# Rain gear?



## yaacov (Aug 8, 2012)

In need of rain gear. What do you guys wear for yourself and what do you supply for your workers? 

Getting difficult to work with wet boots. Was looking at something called neo over boots. They are expensive but look like they can be worth it. 

Any cheaper alternatives?

Also, what rain pants or tops do you wear? The cheaper plastic stuff rips all the time, especially in the pants.


----------



## Redwood (Sep 8, 2008)

http://newenglandmarine.com/products-page/browse-by/new-england-rain-jacket1/

http://newenglandmarine.com/products-page/browse-by/new-england-bib-pants1/

http://newenglandmarine.com/products-page/browse-by/muck-boot-arctic-sport/

or, in warmer weather

http://newenglandmarine.com/products-page/browse-by/servus-non-insulated-knee-boot/


----------



## Shoot'N'Plumber (Apr 27, 2013)

Are u talking about general outdoor working/construction needs? Or something that can function for outside to inside work transition?


----------



## yaacov (Aug 8, 2012)

Service work: mainly unclogging rain or waste drains and changing boiler heating elements on building roofs. ( most water boilers are located on roofs here)


----------



## Redwood (Sep 8, 2008)

That gear I linked above is what commercial fishermen on the North Atlantic wear, it will keep you dry and is quite durable...

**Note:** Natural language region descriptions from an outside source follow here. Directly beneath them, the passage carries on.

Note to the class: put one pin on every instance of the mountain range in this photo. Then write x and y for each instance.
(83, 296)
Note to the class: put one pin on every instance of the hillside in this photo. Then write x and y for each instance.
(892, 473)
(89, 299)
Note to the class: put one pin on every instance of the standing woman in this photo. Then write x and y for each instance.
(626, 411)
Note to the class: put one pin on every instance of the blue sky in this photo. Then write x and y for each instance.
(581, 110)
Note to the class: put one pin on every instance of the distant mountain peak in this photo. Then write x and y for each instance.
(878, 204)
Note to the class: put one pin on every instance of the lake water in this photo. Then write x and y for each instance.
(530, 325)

They just order it oversized so it fits over their layers of clothing...


----------



## FL pipe dope (Dec 3, 2014)

Redwood said:


> That gear I linked above is what commercial fishermen on the North Atlantic wear, it will keep you dry and is quite durable...
> 
> They just order it oversized so it fits over their layers of clothing...


^^^^. Roger that. Grundens are hard to beat too. That and a pair of white shrimpin' boots. (In Florida we opt for a T-shirt baggies and flip-flops. ):thumbsup:


----------



## YoungApprentice (Dec 7, 2013)

I wear helly Hansen pants and jacket super lightweight. And rubber boots with steel toe


----------